Giving Compass' Take:

· Writing for The 74, Kei-Sygh Thomas discusses the problems with America's digital divide and explains how Gen Z activists have used their social media followers to help close this gap. 

· What opportunities exist for donors to fix the digital divide? Investments in areas without working Wi-fi is one place to start.

· Here's more on the power of Gen Z activists and the digital divide


Merrit Jones grew up in West Columbia and Cayce, South Carolina, and for most of her childhood, she attended predominantly low-income public schools in Lexington County.

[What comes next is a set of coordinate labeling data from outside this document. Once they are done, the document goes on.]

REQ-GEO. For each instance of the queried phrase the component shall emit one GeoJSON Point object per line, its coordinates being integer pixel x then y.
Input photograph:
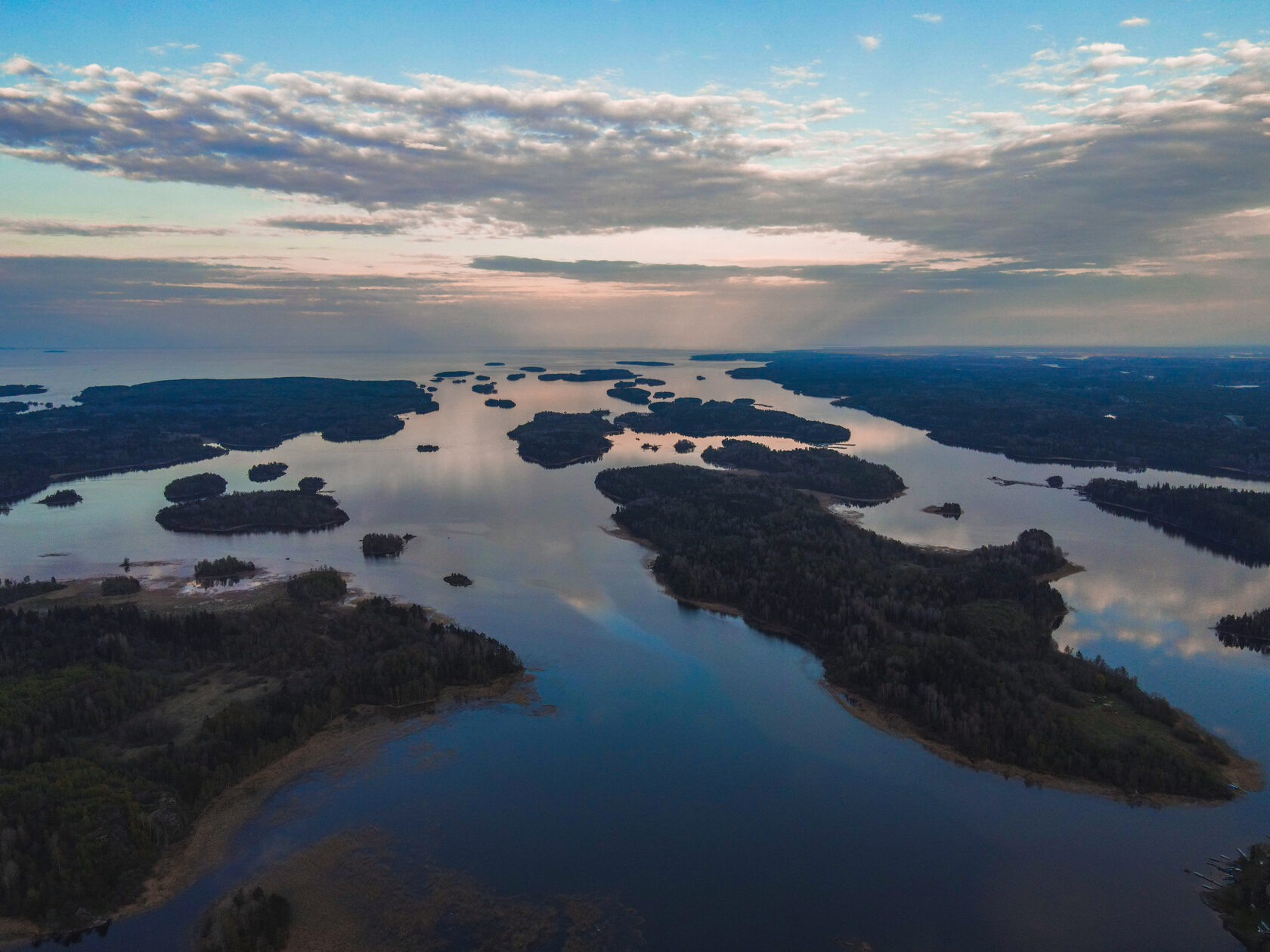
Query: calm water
{"type": "Point", "coordinates": [695, 769]}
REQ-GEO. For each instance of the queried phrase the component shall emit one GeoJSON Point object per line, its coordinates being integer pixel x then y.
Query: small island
{"type": "Point", "coordinates": [738, 418]}
{"type": "Point", "coordinates": [61, 498]}
{"type": "Point", "coordinates": [952, 649]}
{"type": "Point", "coordinates": [554, 440]}
{"type": "Point", "coordinates": [818, 470]}
{"type": "Point", "coordinates": [383, 543]}
{"type": "Point", "coordinates": [262, 511]}
{"type": "Point", "coordinates": [267, 472]}
{"type": "Point", "coordinates": [197, 487]}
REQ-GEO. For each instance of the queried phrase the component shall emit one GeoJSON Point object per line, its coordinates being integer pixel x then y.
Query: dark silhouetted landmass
{"type": "Point", "coordinates": [554, 440]}
{"type": "Point", "coordinates": [1232, 522]}
{"type": "Point", "coordinates": [263, 511]}
{"type": "Point", "coordinates": [1199, 414]}
{"type": "Point", "coordinates": [588, 376]}
{"type": "Point", "coordinates": [224, 567]}
{"type": "Point", "coordinates": [201, 484]}
{"type": "Point", "coordinates": [63, 498]}
{"type": "Point", "coordinates": [819, 470]}
{"type": "Point", "coordinates": [383, 543]}
{"type": "Point", "coordinates": [151, 425]}
{"type": "Point", "coordinates": [739, 418]}
{"type": "Point", "coordinates": [119, 586]}
{"type": "Point", "coordinates": [631, 395]}
{"type": "Point", "coordinates": [267, 472]}
{"type": "Point", "coordinates": [956, 645]}
{"type": "Point", "coordinates": [94, 793]}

Jones was a sophomore in high school when her mother, a local school board member, transferred her to River Bluff High School in a larger neighboring district.

While still struggling, Jones’s new district had better resources and far less poverty than her old one. Some 70 percent of students in the district where she grew up were either homeless, in the foster care system, or receiving food stamps, welfare, or Medicaid, versus 40 percent of students in her new district, according to state education data. The disparity shocked her at first but then catapulted Jones, who is now a college junior and a fierce education equity advocate, into action.

“I took a week off during my senior year of high school to investigate education inequality in South Carolina. I toured eight different middle and high schools across the state, and it became so evident that school experiences in South Carolina were widely different,” Jones told The 74. “Young people in schools three minutes to an hour away from me did not have working Wi-Fi. Some schools did not have basic resources like textbooks that were newer than 15 years old. Those students were keenly aware that their schools were under-resourced.”